Les thermomètres de Central Park, l’emblème vert de New York, ont affiché 40°C jeudi après-midi, une température inédite depuis le 18 juillet 2012. Selon les météorologues du National Weather Service et d’AccuWeather, cette journée égale ainsi le record de chaleur le plus élevé enregistré dans la ville depuis 1966. À la même période l’an dernier, le parc affichait seulement 37°C.

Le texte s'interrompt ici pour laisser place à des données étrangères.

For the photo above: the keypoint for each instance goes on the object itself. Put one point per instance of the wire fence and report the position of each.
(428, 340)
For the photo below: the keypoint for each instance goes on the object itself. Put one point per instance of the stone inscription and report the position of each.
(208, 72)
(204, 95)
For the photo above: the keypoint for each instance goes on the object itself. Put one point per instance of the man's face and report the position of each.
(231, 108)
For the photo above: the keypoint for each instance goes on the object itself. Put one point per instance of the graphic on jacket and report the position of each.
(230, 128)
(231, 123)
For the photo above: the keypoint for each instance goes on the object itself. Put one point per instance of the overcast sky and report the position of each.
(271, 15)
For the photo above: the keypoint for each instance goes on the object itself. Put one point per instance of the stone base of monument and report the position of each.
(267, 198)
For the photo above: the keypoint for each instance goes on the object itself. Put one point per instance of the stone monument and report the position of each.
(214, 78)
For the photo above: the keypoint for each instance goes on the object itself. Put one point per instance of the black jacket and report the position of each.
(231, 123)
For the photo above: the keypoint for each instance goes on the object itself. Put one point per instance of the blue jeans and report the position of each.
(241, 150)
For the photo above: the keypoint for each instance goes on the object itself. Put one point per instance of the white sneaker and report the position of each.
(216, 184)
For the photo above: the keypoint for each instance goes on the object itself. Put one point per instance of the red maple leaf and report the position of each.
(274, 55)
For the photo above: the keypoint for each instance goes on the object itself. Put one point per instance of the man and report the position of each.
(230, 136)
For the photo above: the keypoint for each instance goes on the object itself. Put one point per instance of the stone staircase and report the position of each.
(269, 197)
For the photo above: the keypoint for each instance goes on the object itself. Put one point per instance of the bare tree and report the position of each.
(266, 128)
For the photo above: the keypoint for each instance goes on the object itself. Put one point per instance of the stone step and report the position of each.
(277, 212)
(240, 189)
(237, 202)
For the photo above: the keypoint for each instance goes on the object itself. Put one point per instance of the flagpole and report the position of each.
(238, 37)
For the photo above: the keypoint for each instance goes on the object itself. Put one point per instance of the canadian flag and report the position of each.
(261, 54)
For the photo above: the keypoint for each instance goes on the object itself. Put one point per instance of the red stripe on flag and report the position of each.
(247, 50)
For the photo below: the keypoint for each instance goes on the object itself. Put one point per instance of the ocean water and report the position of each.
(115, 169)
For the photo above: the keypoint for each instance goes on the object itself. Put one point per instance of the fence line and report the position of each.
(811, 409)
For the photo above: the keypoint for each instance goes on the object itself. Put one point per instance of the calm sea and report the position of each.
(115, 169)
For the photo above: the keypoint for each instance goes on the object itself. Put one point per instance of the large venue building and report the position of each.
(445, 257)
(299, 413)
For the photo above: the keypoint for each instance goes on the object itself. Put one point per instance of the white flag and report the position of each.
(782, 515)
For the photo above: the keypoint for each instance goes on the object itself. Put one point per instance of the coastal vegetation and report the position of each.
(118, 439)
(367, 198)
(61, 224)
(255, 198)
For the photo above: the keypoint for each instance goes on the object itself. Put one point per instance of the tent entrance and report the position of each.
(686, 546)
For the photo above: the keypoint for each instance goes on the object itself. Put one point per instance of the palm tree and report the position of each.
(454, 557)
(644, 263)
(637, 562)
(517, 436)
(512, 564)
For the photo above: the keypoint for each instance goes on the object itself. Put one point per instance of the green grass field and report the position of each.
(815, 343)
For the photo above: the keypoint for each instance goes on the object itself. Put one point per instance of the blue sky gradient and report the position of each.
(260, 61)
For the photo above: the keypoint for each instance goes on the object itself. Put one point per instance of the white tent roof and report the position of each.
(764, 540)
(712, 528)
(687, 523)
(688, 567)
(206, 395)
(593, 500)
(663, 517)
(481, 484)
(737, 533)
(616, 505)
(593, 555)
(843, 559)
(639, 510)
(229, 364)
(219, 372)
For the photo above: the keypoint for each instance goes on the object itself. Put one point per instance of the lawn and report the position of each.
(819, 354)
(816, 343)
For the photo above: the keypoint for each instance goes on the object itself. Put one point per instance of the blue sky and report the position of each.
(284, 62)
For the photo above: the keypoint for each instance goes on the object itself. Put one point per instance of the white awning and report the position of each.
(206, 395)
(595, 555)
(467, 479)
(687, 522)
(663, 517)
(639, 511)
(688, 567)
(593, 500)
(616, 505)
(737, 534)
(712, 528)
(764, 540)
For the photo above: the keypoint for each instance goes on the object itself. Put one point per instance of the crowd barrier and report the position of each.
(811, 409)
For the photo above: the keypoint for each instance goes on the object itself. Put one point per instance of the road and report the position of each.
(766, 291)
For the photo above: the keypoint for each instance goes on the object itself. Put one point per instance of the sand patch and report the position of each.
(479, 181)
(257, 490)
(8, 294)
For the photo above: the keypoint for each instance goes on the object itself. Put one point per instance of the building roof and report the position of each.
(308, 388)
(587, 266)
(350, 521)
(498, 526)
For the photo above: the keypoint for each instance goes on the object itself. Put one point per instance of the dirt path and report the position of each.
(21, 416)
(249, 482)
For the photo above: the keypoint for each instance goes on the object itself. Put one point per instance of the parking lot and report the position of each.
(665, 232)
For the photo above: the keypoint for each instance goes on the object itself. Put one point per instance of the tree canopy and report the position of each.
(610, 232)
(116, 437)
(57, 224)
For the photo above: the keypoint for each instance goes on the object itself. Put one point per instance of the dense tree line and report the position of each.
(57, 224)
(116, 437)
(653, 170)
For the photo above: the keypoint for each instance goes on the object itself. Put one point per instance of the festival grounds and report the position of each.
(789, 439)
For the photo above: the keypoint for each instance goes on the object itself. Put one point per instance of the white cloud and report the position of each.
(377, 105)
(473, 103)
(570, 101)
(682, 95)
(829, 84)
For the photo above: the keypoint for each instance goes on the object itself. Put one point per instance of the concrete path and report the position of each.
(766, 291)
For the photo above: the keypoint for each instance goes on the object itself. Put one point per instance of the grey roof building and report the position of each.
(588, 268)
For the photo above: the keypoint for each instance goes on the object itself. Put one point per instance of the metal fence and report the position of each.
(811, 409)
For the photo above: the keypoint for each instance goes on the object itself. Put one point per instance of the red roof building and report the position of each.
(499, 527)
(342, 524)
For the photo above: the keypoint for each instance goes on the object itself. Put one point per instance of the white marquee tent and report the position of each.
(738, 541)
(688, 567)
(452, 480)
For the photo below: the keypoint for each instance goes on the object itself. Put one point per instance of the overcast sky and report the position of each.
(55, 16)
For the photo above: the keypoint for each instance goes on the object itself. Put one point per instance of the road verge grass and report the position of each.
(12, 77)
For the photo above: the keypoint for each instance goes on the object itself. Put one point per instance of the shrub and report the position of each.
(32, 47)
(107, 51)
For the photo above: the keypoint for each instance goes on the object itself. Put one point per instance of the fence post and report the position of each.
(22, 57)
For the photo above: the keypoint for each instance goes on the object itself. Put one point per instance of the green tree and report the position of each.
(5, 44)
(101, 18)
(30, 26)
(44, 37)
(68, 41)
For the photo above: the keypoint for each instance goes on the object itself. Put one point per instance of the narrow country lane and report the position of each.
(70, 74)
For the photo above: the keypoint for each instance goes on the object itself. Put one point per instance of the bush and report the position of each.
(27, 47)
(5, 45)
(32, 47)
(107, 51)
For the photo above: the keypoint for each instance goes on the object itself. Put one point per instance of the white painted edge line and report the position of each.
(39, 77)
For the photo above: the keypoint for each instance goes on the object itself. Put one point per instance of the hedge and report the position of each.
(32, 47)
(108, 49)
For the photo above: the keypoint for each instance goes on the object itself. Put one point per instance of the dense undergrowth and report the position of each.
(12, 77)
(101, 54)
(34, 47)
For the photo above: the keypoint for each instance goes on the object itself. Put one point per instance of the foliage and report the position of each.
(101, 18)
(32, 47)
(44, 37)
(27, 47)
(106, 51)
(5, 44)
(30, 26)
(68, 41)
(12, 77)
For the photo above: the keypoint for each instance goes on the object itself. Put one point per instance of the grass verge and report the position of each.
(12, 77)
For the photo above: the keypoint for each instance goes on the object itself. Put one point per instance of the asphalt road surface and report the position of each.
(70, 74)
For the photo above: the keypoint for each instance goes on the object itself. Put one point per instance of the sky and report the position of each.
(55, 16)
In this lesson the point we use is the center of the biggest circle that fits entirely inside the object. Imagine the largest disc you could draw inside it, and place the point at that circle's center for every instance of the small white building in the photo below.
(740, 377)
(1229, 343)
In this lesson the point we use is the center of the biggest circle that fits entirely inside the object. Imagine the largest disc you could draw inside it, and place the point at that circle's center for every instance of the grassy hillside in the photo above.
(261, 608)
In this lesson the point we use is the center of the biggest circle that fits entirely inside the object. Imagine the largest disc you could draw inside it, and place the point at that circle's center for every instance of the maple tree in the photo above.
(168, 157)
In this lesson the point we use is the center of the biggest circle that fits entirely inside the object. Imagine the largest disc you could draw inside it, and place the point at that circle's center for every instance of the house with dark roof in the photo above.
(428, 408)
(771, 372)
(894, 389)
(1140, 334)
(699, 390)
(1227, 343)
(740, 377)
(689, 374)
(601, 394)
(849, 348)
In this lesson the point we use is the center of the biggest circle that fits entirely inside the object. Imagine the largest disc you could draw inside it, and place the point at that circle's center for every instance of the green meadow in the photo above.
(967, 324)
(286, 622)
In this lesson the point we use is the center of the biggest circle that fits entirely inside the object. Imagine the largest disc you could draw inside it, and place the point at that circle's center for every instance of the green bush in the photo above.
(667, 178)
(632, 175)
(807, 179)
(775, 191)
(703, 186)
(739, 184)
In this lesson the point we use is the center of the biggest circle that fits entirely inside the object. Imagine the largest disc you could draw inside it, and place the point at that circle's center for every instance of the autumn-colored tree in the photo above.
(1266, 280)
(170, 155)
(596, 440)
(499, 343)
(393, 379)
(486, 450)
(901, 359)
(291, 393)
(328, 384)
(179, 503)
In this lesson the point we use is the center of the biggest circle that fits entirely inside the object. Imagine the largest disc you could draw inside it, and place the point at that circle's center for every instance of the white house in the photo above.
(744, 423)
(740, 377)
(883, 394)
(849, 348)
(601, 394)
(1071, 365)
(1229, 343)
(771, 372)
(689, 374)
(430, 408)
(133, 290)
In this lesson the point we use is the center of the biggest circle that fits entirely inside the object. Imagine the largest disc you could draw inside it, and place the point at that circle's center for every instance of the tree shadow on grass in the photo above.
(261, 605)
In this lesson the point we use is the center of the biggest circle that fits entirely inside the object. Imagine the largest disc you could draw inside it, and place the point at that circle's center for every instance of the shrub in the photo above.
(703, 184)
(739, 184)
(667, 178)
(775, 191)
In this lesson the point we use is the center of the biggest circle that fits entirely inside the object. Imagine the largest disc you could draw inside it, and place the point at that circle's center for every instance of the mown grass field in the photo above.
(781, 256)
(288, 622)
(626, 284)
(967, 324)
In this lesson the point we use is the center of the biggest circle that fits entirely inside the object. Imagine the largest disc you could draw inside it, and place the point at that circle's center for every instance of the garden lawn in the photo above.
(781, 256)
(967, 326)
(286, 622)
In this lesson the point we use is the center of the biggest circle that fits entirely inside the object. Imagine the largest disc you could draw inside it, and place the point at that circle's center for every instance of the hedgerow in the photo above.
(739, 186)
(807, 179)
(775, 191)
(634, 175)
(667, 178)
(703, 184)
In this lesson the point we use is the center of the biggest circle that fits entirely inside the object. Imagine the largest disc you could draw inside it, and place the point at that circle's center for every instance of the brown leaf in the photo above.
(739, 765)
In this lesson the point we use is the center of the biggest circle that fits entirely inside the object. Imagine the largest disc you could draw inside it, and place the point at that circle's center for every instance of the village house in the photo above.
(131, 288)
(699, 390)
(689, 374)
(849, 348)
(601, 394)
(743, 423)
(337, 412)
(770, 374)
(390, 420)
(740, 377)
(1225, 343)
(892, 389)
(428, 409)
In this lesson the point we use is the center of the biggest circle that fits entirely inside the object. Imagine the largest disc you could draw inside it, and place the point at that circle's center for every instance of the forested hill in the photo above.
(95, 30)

La combinaison d’une humidité étouffante et de températures ressenties approchant les 43°C doit persister jusqu’à vendredi. Les prévisions annoncent un nouveau pic à 40°C pour la deuxième journée consécutive dans le parc, une première depuis juillet 2011. Les autorités météorologiques rappellent que New York n’a connu que deux épisodes de trois jours consécutifs à 40°C : en août 1948 et en juillet 1993.

Une canicule historique

La canicule actuelle s’inscrit dans un épisode plus large, marqué par un dôme de chaleur s’étendant sur la côte Est et le Midwest. Les températures ont dépassé les 37°C dès mercredi, avec un pic attendu jeudi et vendredi. Les services météo ont émis une alerte de chaleur extrême de midi mercredi à 21 heures vendredi, couvrant New York, la vallée de l’Hudson, Long Island, le nord du New Jersey et l’ouest du Connecticut.

Central Park n’avait plus connu 40°C depuis 2012. La ville, habituée aux étés étouffants, voit ses records tomber les uns après les autres.

La situation devrait légèrement s’améliorer samedi, avec un maximum prévu à 35°C, mais des orages violents pourraient éclater dans l’après-midi. Une probabilité de pluie de 55 % menace les festivités du 4 juillet, tandis que dimanche marquera le dernier jour de la canicule avec 32°C au thermomètre. Les températures devraient retrouver des niveaux normaux dès lundi.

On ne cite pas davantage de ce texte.